A dificuldade na elaboração de uma resposta no que diz respeito ao cumprimento do princípio da contrapartida se deve ao fato de não se visualizar na lei nº 12.470/11, de plano, uma das situações estabelecidas no artigo 195 §5º da CF. Com efeito, a redução de alíquota da contribuição social não corresponde, ao menos diretamente, à criação, majoração ou extensão de benefício ou serviço.

Trata-se, como exposto, de uma redução constitucionalmente prevista da contribuição devida por específica classe de segurados.

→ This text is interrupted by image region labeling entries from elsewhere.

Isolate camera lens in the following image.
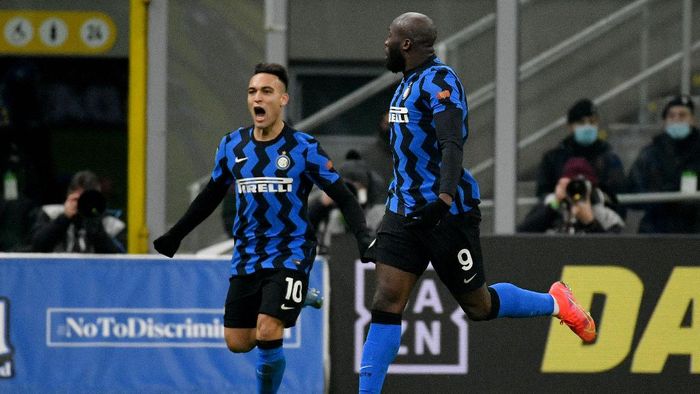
[78,190,107,218]
[566,176,589,202]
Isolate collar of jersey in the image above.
[403,55,440,81]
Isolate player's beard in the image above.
[386,42,406,73]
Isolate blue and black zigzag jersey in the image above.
[212,124,340,275]
[387,56,480,216]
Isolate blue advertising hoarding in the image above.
[0,255,328,393]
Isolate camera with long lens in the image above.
[566,175,593,203]
[78,189,107,218]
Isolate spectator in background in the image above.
[537,99,625,203]
[0,60,53,252]
[309,150,387,249]
[628,95,700,233]
[32,171,126,253]
[518,157,625,234]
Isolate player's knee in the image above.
[255,315,284,341]
[226,337,255,353]
[462,304,491,321]
[372,288,406,313]
[456,286,498,321]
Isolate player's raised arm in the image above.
[323,178,372,261]
[153,179,229,257]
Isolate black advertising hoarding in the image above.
[330,236,700,393]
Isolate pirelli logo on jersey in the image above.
[389,107,408,123]
[236,177,292,194]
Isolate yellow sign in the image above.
[0,10,117,55]
[542,266,700,374]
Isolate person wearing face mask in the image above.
[628,95,700,233]
[536,99,625,205]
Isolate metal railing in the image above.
[188,0,700,203]
[479,192,700,208]
[471,37,700,175]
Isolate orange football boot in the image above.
[549,281,596,343]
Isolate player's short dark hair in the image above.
[68,170,100,193]
[661,94,695,119]
[566,99,598,124]
[253,63,289,89]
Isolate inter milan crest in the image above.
[275,151,292,170]
[403,82,413,100]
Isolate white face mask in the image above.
[357,187,367,204]
[666,122,690,140]
[574,124,598,146]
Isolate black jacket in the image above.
[537,135,625,198]
[628,127,700,233]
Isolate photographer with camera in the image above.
[32,171,126,253]
[517,157,625,234]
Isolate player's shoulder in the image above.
[221,126,252,144]
[291,128,318,146]
[424,63,459,81]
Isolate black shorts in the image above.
[224,269,309,328]
[372,208,486,294]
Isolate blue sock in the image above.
[255,339,287,393]
[360,311,401,394]
[489,283,554,317]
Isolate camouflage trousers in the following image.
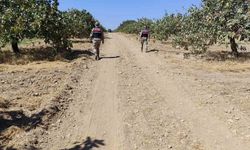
[92,39,101,59]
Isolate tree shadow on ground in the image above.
[201,51,250,62]
[63,137,105,150]
[100,56,120,60]
[0,47,94,64]
[71,39,90,43]
[0,110,46,134]
[146,49,160,53]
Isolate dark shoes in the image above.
[95,56,100,60]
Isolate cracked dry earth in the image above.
[1,33,250,150]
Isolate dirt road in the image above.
[1,33,250,150]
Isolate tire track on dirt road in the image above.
[36,34,123,150]
[83,34,123,150]
[113,34,250,150]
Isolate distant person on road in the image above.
[140,26,150,52]
[90,22,104,60]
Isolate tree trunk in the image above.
[11,39,20,54]
[229,37,239,57]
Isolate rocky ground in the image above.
[0,33,250,150]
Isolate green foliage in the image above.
[63,9,95,38]
[118,0,250,54]
[0,0,101,52]
[116,18,153,34]
[152,14,182,40]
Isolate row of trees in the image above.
[117,0,250,55]
[0,0,99,53]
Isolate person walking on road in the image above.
[90,22,104,60]
[140,26,150,52]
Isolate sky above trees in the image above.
[59,0,201,29]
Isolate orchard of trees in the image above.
[0,0,99,53]
[117,0,250,56]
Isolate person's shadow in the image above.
[100,56,120,59]
[64,137,105,150]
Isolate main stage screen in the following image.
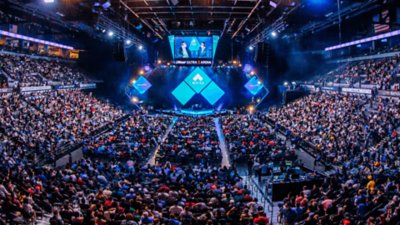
[174,36,213,59]
[168,35,219,66]
[126,67,265,109]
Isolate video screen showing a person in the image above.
[197,41,210,58]
[178,41,192,59]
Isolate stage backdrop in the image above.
[130,67,261,109]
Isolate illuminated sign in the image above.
[172,67,225,105]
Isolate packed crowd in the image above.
[0,73,8,88]
[222,113,315,182]
[83,114,171,163]
[268,93,400,225]
[269,93,400,164]
[317,55,400,91]
[0,54,87,86]
[157,117,222,166]
[0,91,123,163]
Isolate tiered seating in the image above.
[310,56,400,90]
[0,54,87,86]
[0,91,123,162]
[84,115,171,163]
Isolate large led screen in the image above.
[168,35,219,64]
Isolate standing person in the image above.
[279,202,297,225]
[197,42,208,58]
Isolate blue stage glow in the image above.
[243,64,253,73]
[244,76,264,95]
[133,76,152,95]
[201,82,225,105]
[168,35,175,58]
[172,67,225,105]
[213,35,219,58]
[172,82,196,105]
[185,67,211,93]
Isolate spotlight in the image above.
[132,96,139,103]
[247,105,254,113]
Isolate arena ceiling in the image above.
[112,0,290,38]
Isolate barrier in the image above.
[342,88,372,95]
[79,83,96,89]
[21,86,52,92]
[0,88,12,93]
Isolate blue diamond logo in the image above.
[185,67,211,93]
[201,82,225,105]
[189,37,200,52]
[244,76,264,95]
[133,76,152,95]
[172,82,196,105]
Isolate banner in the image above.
[79,83,96,89]
[0,88,12,93]
[321,87,340,91]
[342,88,372,95]
[379,91,400,97]
[56,84,76,90]
[21,86,51,92]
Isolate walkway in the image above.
[147,117,178,166]
[214,117,231,168]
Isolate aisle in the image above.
[214,117,231,167]
[147,117,178,165]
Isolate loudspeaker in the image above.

Por outro lado, não há dúvida de que se trata de uma hipótese legal de renúncia fiscal por parte do Estado, na medida em que se desonera parcela dos segurados do sistema previdenciário.

Deste ponto de visto, no nosso entendimento, a redução de alíquotas para os segurados de baixa renda deve observar o disposto no artigo 195 §5º da CF, na medida em que gera uma redução de receitas e conseqüente desequilíbrio financeiro, o que demanda a indicação, pelo legislador, de fonte de custeio prévia apta a equilibrar o sistema.

Quanto ao tema, a mensagem nº 93 da Presidência da República, relativa à Medida Provisória nº 529, de 7 de abril de 2011 (que reduziu a alíquota da contribuição social do microempreendedor individual para 5%) afirma que

“com relação ao art. 14 da Lei Complementar nº 101, de 4 de maio de 2000 (Lei de Responsabilidade Fiscal), cabe informar que a renúncia de receita decorrente do disposto nesta Medida Provisória será de R$ 276 milhões para o ano de 2011 e R$ 414 milhões nos anos de 2012 e 2013. A renúncia será compensada com o aumento de arrecadação de R$ 140 milhões decorrente da edição dos Decretos nº 7.455, de 25 de março de 2011, e nº 7.456, de 25 de março de 2011, remanescente da compensação efetuada com a estimativa de renúncia da Medida Provisória nº 528, de 25 de março de 2011. Já os R$ 136 milhões restantes serão advindos da edição do Decreto nº 7.457, de 6 de abril de 2011.”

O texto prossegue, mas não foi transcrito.